Whether you are a landlord or tenant, the next time you are negotiating a lease incentive, seek expert advice from Ferguson Cannon Lawyers about the wording of the lease. There is no sense in negotiating a good incentive only to see that good work wasted due to poor drafting. It is also vital to obtain expert taxation advice about how an incentive will affect your situation. As well as income tax issues, there may be capital gains tax and GST issues associated with lease incentives.


Have you adequately provided for your children in your Will?

Friday, April 1st, 2011

I read the article in the Courier Mail on 19 March 2011, about the dispute erupting over the late Ken Talbot’s estate, with great interest.  Mr Talbot died in June 2010, has an estate estimated to be greater than $1 billion.

Mr Talbot was survived by 4 children – 2 from his first marriage, and 2 younger children from his second marriage.  The 2 older children were left 24% each and the 2 younger children 17% each.  The grandfather of the 2 younger children has now lodged a claim against the Estate of Mr Talbot seeking further provision for the 2 younger children, amongst other things.

This will prove to be a very interesting case if it goes all the way to a hearing, especially given the amounts at stake.

There has recently been some inconsistency in decisions made by the Supreme Court in Queensland about whether adequate provision has in fact been made for beneficiaries.  This highlights the need to give very careful consideration as to how your estate is to be distributed upon your death, and to anticipate whether there is any risk of a potential claim being  made.
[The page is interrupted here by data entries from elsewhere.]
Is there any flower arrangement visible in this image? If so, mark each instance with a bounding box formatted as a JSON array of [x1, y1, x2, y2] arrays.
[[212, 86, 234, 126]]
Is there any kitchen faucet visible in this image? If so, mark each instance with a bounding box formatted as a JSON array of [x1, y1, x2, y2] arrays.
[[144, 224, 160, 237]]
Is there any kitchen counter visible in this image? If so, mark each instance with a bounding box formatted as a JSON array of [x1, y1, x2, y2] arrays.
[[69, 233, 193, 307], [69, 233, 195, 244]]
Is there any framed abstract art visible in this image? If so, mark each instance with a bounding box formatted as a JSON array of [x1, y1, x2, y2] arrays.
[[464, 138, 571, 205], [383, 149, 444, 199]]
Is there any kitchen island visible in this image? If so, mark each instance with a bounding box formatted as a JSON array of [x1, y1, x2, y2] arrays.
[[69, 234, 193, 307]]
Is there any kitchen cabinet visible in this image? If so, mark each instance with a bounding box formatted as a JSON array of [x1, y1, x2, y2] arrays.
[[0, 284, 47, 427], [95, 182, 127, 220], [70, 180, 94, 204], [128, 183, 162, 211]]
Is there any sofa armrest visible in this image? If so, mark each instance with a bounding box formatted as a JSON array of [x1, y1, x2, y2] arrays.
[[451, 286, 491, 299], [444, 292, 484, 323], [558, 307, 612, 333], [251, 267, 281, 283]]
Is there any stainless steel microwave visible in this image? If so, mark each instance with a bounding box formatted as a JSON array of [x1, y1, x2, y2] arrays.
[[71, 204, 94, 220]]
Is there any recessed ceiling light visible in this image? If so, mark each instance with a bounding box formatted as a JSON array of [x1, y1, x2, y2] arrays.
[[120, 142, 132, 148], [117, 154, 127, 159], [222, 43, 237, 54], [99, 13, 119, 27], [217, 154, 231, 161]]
Some of the matters that should be taken into account when considering your Will include:

  1. Who in fact can make a claim against your estate – currently this group includes the deceased’s spouse (including de facto), children (including step children) and financial dependants;
  2. Whether some of these people have been left out of the Will, or received a lower proportion than others.  It is very important that detailed reasons are provided so that a Court can give consideration to the Will maker’s intentions when they made the Will.  A statutory declaration outlining this information can be a useful tool;
  3. Exactly what assets form part of the estate.  In Queensland, only assets owned in the deceased’s name will form part of the estate, and therefore only these assets will be in dispute.  Assets owned in trusts and companies are not estate assets.  The situation is different in other states where these assets can form part of the estate, referred to as a “notional estate”;
  4. Whether some strategies can be implemented now to reduce the risk of a claim being made, such as:
    1. Transferring assets to beneficiaries pre-death (note however there may be tax and stamp duty considerations here);
    2. Making a binding death nomination in Superannuation policies and life insurance policies;
    3. Taking out an insurance policy to provide further funding so that all beneficiaries can benefit;
    4. Giving detailed reasons as to why some beneficiaries have missed out;
    5. Structuring assets so that they are owned in entities that do not form part of the estate (such as companies and trusts.  Be aware however that often shares in companies are owned in the persons name and these will form part of the estate;
    6. Entering into binding agreements now for the transfer of business assets and other assets, upon death.

These are just some of the issues that need to be addressed when considering your estate plan.  It is important to make sure your interests, and that of your beneficiaries are protected.  It will be interesting to see the outcome of the Talbot matter, and how the Courts interpret the Will and the claims that have been made.